Many compromises have to be made in the process of developing the robot. For example, a stable robot, with strong motors, uses a lot of energy and heats up. But a surgical robotic arm should not get hotter than 42 ºC, otherwise it poses a danger for the patient. “So, there are dozens of trade-offs you have to make. In order to do that well, you have to look at the whole as an integral system and not have everyone stick to their own area of expertise.”
In addition, the enormous ecosystem of the manufacturing industry in Brainport also ensures that there are plenty of suppliers, which smaller companies can also make use of. Deckers’ experience is that cooperation with other parties in the ecosystem is easy because there is a high level of mutual trust. “Plus: in the Netherlands, we are very good at working in a capital-efficient way: thanks to a good level of collaboration, we can quickly achieve good results with relatively little money. Where we have needed ten million in investments so far, that would have easily been twice as much in the US,” Deckers points out.
Long-term investors and talent are scarce
As regards to what Microsure does need from the ecosystem, Deckers does not have to think for long: Access to money.
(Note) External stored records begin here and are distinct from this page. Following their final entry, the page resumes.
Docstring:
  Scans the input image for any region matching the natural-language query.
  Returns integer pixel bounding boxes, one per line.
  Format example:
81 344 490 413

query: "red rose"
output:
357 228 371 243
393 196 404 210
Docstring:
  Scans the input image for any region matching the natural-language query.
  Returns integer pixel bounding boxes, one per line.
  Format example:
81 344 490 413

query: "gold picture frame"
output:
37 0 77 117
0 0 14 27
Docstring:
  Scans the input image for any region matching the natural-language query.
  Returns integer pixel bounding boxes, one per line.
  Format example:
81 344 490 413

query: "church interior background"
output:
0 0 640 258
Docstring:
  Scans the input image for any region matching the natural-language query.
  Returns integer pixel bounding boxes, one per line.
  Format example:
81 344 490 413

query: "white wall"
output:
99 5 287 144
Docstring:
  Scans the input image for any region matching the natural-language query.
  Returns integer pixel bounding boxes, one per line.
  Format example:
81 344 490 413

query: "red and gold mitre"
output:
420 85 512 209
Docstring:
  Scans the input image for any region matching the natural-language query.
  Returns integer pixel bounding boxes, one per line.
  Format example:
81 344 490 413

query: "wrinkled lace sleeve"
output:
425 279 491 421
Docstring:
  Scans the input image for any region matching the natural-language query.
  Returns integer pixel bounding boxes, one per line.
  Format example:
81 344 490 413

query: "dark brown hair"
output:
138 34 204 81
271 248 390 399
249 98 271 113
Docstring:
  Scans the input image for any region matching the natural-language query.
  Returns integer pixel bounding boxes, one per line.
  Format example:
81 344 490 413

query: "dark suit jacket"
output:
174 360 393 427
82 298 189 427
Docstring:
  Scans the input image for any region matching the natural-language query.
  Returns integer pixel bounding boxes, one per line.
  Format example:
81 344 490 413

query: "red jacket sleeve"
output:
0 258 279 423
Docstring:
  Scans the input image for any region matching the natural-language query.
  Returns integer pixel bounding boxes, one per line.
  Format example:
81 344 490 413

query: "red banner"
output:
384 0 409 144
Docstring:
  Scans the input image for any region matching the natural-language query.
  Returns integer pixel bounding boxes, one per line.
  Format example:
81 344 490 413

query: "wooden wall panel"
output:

He is disappointed with the lack of appetite for investment by local life science investors in robotics. “A lot of doctors are clamoring for microsurgical robots, and our robot is cheaper than alternatives,” he adds. “Yet lenders still tend to say: ‘We’re not going to partner up with you until all the risks are removed and we are confident that there is a large, global market for your product.’ Medtech investors who dare to step in during the startup phase and have staying power are scarce in the Netherlands.”
“A lot of doctors are clamoring for microsurgical robots, and our robot is cheaper than alternatives. Yet lenders still tend to say: ‘We’re not going to partner up with you until all the risks are removed and we are confident that there is a large, global market for your product.'”Sjaak Deckers, CEO of Microsure
In addition to investors who are in it for the long haul, talent is also scarce. Microsure’s team now comprises 11 nationalities, because recruiting local people is difficult. Deckers sees it as one of the disadvantages of the ecosystem. “ASML alone needed over 2,000 engineers in 2019. In terms of attracting talent, large companies are a huge black hole; which makes it really difficult for small companies to find good people. What makes me feel optimistic is that more and more people – especially younger employees – are consciously choosing to work at a start-up rather than for a large company.”
It will take at least another two years before we will be able to see Microsure’s robot at work in the microsurgery operating theater – if we are in danger of losing a finger joint (or worse). But, by then, we will be helped by one of the best microsurgical robots in the world, Deckers says without any sense of inhibition. “As far as I’m concerned, we in Brabant are sometimes not proud enough of what we are all accomplishing here.”